Ruth kept a journal every day, recording what the temperature was, how many people they encountered and what the terrain was like.

"It's world-class scenery up there," she attested. "Basically, you're walking from here to Canada. The trail goes through every park up there. Though we'd been to those parks, you see them a little differently when you're on the hiking trail."

On most of the trail they didn't encounter many other people.

"Sometimes we'd go without seeing anyone," said Ruth, "and many days we'd encounter only one or two."

"The Lakewalk in Duluth is part of the trail too," added Keith with a chuckle, "so you can't say that about all of it!"

Now that the Big Adventure is over, the Reeves say they've kept busy with pursuing the simple pleasures of their own backyard — strolling around Spafford Park, having a cup of coffee at The Warming House, doing a little cross country skiing or snowshoeing at Jay Cooke and visiting the Sax-Zim Bog near Meadowlands.

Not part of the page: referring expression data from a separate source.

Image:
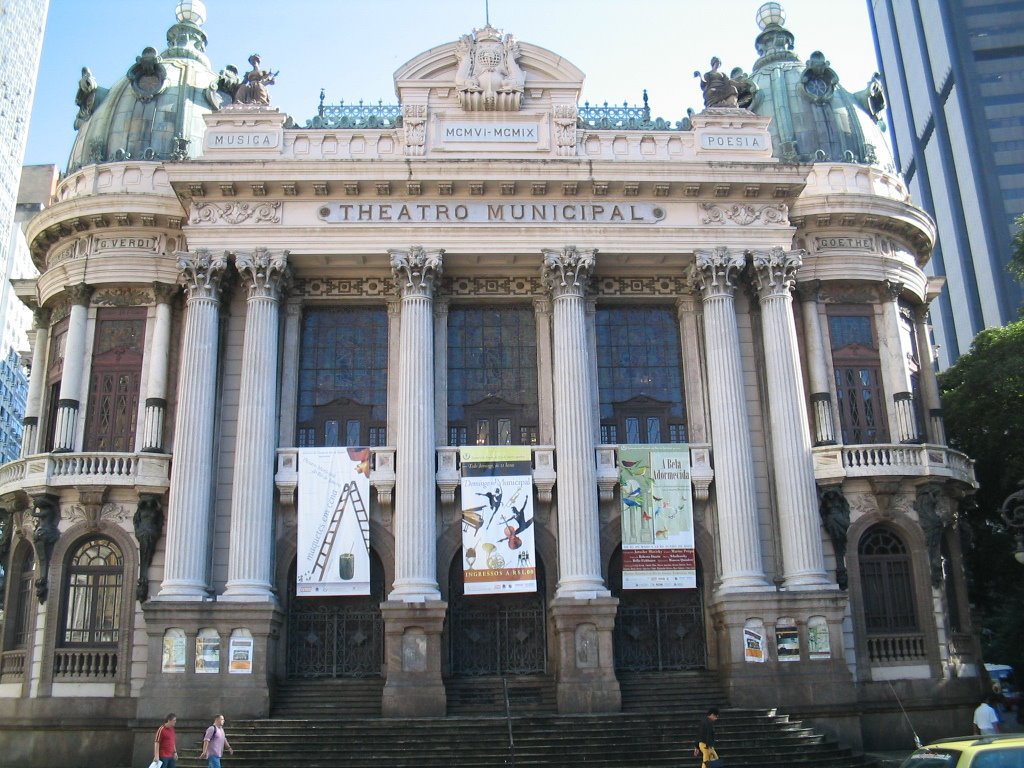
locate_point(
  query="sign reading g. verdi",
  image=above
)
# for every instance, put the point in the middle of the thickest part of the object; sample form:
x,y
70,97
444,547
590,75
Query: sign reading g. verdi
x,y
491,213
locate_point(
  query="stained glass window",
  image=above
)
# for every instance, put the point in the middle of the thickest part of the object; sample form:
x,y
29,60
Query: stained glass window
x,y
343,377
93,594
492,375
640,375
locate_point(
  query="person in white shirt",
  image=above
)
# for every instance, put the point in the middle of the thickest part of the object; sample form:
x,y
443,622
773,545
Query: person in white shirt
x,y
986,719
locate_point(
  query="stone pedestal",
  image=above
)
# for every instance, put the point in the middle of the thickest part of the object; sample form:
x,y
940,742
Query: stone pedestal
x,y
413,658
586,670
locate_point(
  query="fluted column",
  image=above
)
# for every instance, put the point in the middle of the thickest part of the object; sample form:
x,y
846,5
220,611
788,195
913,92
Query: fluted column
x,y
566,273
30,432
824,424
264,273
159,356
416,272
796,493
190,503
545,374
71,378
929,384
904,427
715,273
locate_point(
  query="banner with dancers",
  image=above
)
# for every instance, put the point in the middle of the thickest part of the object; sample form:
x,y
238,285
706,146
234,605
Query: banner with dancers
x,y
657,517
498,520
333,522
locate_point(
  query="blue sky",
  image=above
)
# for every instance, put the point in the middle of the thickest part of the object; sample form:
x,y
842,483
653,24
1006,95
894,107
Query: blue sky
x,y
352,47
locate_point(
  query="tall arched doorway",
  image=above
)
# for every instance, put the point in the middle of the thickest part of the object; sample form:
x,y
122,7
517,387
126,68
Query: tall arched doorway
x,y
336,637
657,630
495,634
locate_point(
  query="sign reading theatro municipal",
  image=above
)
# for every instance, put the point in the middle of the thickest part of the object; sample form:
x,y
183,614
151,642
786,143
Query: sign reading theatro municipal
x,y
482,384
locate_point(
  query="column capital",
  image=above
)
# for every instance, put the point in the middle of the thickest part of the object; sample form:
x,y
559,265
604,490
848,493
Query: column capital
x,y
716,271
202,272
79,294
775,270
567,271
264,272
164,293
416,269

They also fulfilled one of the wishes on Ruth's bucket list — taking their sea kayaks to the Apostle Islands.

"We got to go all through the sea caves and it was wonderful!" she exclaimed.

In the meantime, Keith has a little bucket list of his own — to go fishing on Chub Lake and go fishing on the river.

"I just love to fish!" he said with a grin. "One of the jokes about being a fish biologist is that you don't have time to fish, or that you don't want to because you see so many big fish. But in the end, I still do!"